The department grants 3 points for a score of 4 or 5 on the AP Computer Science A exam along with exemption from COMS W1004. Students can receive credit for only one introductory computer science sequence.

Laboratory Facilities

The Department has well-equipped lab areas for research in computer graphics, computer-aided digital design, computer vision, databases and digital libraries, data mining and knowledge discovery, distributed systems, mobile and wearable computing, natural language processing, networking, operating systems, programming systems, robotics, user interfaces, and real-time multimedia.

The computer facilities include a shared infrastructure of Sun and Linux multi-processor file servers, NetApp file servers, a student interactive teaching and research lab of high-end multimedia workstations, a load balanced web cluster with 6 servers and business process servers, a large student laboratory, featuring 18 windows machines and 33 Linux towers each with 8 cores and 24GB memory; a remote Linux cluster with 17 servers, a large Linux compute cluster and a number of computing facilities for individual research labs. In addition, the data center houses a compute cluster consisting of a Linux cloud with 43 servers each with 2 Nehalem processors, 8 cores and 24GB memory. This can support about 5000 of VMware instances.

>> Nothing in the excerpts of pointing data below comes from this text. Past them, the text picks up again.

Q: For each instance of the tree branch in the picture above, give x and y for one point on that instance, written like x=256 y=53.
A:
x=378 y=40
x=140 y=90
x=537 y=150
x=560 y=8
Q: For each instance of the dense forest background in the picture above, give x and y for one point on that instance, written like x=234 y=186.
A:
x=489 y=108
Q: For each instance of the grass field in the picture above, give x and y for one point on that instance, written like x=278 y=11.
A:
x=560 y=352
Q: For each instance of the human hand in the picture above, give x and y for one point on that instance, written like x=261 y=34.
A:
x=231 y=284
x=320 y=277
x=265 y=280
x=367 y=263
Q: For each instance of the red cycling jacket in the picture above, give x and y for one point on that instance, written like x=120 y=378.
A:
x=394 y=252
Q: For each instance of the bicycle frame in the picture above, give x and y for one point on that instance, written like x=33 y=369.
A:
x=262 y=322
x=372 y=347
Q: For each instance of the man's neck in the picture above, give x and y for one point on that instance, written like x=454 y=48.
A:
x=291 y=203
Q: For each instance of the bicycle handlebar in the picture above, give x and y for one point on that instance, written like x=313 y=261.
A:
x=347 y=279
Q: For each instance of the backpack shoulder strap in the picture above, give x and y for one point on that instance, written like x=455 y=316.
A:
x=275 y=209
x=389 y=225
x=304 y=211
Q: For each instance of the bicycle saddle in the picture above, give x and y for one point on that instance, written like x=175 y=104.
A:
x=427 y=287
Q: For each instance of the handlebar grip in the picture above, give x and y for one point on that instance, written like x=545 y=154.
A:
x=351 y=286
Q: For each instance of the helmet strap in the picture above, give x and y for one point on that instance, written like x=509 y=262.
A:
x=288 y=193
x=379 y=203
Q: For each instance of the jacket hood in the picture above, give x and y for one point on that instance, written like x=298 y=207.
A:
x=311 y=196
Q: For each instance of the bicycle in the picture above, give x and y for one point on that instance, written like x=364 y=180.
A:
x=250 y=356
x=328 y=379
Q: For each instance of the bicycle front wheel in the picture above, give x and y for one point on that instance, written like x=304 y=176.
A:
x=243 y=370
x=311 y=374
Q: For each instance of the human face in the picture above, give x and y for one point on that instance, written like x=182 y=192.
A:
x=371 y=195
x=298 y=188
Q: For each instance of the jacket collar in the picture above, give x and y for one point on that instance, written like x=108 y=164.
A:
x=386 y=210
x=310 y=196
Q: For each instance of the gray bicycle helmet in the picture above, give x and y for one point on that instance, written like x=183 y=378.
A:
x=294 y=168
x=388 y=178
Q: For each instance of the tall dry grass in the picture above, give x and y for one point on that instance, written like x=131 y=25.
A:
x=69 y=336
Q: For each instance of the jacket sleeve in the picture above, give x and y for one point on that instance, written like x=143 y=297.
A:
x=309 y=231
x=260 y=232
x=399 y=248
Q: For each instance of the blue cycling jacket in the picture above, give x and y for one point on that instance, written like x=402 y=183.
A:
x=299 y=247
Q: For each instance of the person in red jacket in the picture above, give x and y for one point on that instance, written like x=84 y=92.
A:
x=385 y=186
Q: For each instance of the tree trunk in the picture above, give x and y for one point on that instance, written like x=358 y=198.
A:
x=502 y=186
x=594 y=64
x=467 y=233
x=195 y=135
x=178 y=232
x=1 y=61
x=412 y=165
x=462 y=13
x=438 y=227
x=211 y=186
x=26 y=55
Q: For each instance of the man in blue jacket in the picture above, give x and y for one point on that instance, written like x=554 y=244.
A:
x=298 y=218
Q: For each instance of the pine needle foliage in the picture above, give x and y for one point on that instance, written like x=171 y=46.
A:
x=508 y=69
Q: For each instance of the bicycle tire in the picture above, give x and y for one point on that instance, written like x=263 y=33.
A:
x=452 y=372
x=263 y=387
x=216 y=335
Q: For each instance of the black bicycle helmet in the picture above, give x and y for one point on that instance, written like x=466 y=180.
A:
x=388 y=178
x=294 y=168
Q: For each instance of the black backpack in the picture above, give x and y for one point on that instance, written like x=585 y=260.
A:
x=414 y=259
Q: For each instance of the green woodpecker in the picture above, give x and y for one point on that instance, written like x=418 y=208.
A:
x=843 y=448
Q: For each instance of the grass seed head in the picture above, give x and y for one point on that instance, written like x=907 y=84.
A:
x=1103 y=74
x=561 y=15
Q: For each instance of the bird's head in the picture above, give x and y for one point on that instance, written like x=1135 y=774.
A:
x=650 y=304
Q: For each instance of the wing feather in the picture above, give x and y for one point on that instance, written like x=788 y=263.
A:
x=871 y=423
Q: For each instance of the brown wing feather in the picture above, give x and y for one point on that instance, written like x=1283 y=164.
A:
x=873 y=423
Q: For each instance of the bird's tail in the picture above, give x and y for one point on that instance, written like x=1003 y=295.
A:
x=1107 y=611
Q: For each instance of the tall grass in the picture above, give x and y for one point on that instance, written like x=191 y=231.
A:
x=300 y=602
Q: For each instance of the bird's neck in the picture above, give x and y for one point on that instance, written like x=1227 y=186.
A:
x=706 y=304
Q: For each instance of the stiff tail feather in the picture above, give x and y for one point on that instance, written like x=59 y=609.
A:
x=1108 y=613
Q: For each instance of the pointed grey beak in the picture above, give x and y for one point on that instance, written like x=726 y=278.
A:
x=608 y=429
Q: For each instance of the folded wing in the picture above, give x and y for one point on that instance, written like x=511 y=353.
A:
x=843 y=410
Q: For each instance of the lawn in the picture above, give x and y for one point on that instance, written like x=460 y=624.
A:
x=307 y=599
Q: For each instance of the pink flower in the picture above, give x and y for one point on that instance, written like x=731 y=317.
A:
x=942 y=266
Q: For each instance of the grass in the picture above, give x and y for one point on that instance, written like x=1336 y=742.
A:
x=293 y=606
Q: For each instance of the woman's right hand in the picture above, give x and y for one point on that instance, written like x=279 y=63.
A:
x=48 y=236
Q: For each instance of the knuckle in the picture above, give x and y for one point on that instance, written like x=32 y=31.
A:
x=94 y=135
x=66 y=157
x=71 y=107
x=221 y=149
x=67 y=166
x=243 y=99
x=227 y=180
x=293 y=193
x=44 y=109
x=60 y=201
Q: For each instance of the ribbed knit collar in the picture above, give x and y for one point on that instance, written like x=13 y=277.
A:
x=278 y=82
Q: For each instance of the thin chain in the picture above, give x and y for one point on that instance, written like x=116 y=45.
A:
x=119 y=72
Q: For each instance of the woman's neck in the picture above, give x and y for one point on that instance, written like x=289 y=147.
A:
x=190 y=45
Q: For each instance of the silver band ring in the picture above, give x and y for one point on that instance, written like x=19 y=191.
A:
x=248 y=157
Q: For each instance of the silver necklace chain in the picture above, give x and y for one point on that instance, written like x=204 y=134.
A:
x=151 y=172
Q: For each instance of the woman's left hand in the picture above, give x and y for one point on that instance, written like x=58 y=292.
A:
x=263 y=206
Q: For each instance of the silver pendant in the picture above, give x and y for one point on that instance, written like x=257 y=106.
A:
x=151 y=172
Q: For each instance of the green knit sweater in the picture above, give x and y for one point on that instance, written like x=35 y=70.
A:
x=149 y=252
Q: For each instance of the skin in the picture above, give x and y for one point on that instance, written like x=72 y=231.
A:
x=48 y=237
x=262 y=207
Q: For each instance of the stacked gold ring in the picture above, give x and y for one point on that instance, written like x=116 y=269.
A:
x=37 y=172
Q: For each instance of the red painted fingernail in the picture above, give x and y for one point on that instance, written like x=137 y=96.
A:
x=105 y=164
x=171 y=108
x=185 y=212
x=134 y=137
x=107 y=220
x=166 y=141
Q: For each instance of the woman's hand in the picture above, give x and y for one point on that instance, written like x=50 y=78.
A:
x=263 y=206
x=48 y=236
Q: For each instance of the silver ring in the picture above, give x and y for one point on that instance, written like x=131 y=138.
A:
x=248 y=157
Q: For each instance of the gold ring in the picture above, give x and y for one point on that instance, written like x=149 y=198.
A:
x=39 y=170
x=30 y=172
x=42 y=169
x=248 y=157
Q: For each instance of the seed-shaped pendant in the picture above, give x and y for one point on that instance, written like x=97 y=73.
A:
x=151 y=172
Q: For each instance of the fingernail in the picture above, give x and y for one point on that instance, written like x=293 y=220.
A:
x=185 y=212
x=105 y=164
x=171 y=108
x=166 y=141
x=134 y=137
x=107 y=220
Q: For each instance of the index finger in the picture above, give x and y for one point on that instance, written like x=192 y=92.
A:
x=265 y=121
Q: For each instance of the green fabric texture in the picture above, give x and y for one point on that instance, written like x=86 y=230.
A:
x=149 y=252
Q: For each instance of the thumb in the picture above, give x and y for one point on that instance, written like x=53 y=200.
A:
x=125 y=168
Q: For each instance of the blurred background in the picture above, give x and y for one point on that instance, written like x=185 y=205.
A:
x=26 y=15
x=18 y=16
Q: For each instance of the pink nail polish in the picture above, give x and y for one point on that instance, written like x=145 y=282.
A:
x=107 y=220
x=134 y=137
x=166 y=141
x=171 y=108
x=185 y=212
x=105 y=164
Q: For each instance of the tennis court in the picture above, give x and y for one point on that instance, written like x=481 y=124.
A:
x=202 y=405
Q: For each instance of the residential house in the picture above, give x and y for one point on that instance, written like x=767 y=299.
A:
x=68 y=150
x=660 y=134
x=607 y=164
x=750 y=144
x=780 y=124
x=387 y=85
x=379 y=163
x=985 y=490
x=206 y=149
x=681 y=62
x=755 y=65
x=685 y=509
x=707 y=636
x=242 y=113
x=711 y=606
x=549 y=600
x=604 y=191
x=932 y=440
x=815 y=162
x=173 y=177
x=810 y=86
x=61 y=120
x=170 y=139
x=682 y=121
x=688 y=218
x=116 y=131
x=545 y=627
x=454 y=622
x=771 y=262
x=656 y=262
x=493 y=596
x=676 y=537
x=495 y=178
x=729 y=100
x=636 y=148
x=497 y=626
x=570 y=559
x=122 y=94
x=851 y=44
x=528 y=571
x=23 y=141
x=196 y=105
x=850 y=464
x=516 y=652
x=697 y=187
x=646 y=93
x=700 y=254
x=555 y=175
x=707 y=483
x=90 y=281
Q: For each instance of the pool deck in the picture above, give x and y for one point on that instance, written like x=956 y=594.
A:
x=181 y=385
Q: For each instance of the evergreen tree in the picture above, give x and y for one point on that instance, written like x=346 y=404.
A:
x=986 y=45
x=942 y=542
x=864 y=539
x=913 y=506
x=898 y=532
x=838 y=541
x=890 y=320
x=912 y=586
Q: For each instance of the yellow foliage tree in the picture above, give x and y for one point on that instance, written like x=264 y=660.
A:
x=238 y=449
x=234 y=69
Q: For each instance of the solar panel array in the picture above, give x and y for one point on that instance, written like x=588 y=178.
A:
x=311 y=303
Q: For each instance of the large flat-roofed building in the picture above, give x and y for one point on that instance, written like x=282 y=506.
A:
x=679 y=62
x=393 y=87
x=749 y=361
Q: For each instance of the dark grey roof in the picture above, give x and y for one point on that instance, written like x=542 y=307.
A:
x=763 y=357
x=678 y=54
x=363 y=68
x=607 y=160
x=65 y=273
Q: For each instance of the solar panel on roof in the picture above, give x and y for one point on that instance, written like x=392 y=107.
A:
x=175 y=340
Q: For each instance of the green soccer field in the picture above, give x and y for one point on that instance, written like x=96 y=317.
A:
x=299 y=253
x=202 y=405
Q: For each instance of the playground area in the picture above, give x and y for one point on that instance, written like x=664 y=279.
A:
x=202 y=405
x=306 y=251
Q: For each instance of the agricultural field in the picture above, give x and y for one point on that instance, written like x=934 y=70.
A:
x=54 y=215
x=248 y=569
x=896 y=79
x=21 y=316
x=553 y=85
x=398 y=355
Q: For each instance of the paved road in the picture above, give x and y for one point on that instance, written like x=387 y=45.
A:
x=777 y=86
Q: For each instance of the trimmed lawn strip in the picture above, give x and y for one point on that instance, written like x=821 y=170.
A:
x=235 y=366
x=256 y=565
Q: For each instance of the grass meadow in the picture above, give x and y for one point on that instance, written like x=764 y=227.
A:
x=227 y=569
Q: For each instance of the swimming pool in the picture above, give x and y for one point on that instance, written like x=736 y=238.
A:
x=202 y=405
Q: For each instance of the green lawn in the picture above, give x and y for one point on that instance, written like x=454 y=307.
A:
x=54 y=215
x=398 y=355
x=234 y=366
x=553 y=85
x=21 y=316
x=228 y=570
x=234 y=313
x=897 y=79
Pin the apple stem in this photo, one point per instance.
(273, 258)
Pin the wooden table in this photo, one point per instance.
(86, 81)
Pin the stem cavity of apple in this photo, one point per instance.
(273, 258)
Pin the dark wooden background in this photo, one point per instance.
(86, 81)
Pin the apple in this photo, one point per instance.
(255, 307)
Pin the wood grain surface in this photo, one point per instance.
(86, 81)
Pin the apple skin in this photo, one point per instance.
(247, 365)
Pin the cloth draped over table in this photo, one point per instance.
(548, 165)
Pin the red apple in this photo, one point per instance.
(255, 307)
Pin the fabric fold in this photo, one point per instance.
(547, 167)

Research labs contain several large Linux and Solaris clusters, Puma 500 and IBM robotic arms; a UTAH-MIT dexterous hand; an Adept-1 robot; three mobile research robots; a real-time defocus range sensor; interactive 3-D graphics workstations with 3-D position and orientation trackers; prototype wearable computers, wall-sized stereo projection systems; see-through head-mounted displays; a networking testbed with three Cisco 7500 backbone routers, traffic generators; an IDS testbed with secured LAN, Cisco routers, EMC storage & Linux servers; a simulation testbed with several Sun servers & Cisco Catalyst routers.The department uses a SIP IP phone system. The protocol was developed in the department.

The department's computers are connected via a switched 1Gb/s Ethernet network, which has direct connectivity to the campus OC-3 Internet and internet 2 gateways. The compus has 802.11b/g wireless LAN coverage.

The research facility is supported by a full-time staff of professional system administrators and programmers.